Tell me, what is it you plan to do
with your one wild and precious life?
Mary Oliver secured her spot in history with these two lines in “The Summer Day”. Frequently quoted, often posted to Instagram and Tumblr feeds, tattooed on the backs of young women… it’s a question that is always asked and rarely answered with any conviction. What are we going to do with this lovely gift we’ve been given? And will we know what before we’ve already lived it?
I think this line in particular is often misquoted. That is, used as a way to motivate us to do and see more, not to be simple. But when the line is coupled back together with the original poem, we find that Oliver is not concerned with success or adventures, but with stopping to revel in the small things. The teeny, tiny things we look over when we are aspiring, hustling, and planning.
The Summer Day
Who made the world?
Who made the swan, and the black bear?
Who made the grasshopper?
This grasshopper, I mean-
the one who has flung herself out of the grass,
the one who is eating sugar out of my hand,
who is moving her jaws back and forth instead of up and down-
who is gazing around with her enormous and complicated eyes.
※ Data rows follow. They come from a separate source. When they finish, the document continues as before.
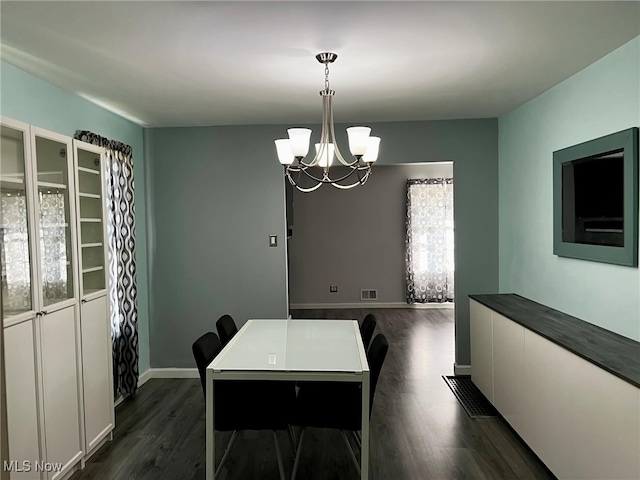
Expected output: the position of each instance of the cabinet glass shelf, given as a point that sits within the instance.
(90, 200)
(15, 241)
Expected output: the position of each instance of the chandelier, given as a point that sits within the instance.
(315, 173)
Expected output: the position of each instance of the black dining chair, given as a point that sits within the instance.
(338, 405)
(244, 405)
(226, 328)
(366, 329)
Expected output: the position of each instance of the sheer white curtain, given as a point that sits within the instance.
(429, 240)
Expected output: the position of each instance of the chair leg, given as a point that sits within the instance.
(280, 466)
(356, 439)
(292, 439)
(234, 435)
(353, 455)
(298, 450)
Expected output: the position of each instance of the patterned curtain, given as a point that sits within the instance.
(429, 240)
(122, 261)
Now she lifts her pale forearms and thoroughly washes her face.
Now she snaps her wings open, and floats away.
I don’t know exactly what a prayer is.
I do know how to pay attention, how to fall down
into the grass, how to kneel down in the grass,
how to be idle and blessed, how to stroll through the fields,
which is what I have been doing all day.
Tell me, what else should I have done?
Doesn’t everything die at last, and too soon?
Tell me, what is it you plan to do
with your one wild and precious life?
Why this poem now? Why share it? Quite honestly, I was feeling overwhelmed this week. And then a book reminded me of Oliver and her patience with life, “Tell me, what else should I have done?” And I thought, I can’t be the only one feeling this way this week.
I want to remind myself that I don’t have to push myself to the limit every single day. I want to remind you of that too. I find that as I get older moments pass even faster. Days go and I can’t even discern them from the others. Months go by and I find myself asking “Where did they go? Can it really be ___ already?”
I’m sick of losing my days, my weeks, my months to a jam packed schedule of to-do lists, goals, plans… Don’t get me wrong, I adore the goals I have for myself, I love hard work and being busy. But it is when I find myself being busy for the sake of being busy, or filling my days to the brim because I can, that I start to lose myself and the beauty that is living.
Sometimes I am the happiest curled up with my little dog on the couch– no technology, no book, just the sound of both of us breathing. I love to leave my phone at home and just walk the city. Letting the pace of others move me forward like a tide. I go into a meditative state when I walk. Problems wash away, new ideas come, my heart relaxes, and my breath comes easier. I love being outdoors, I love staring into the clouds, I love, and this real, studying plants and trees and staring into the perfect and intricate shapes they make. I love these things and then I forget to give them any time. The time I need to be happier.
I am resolving to live in the way that Mary Oliver suggests–by being idle and blessed and stroll through the fields. Maybe by appreciating the moments for what they are, instead of in constant pursuit of the future, or in constant fear of the past, I will be able to slow time down a little and stay young a little longer. Maybe.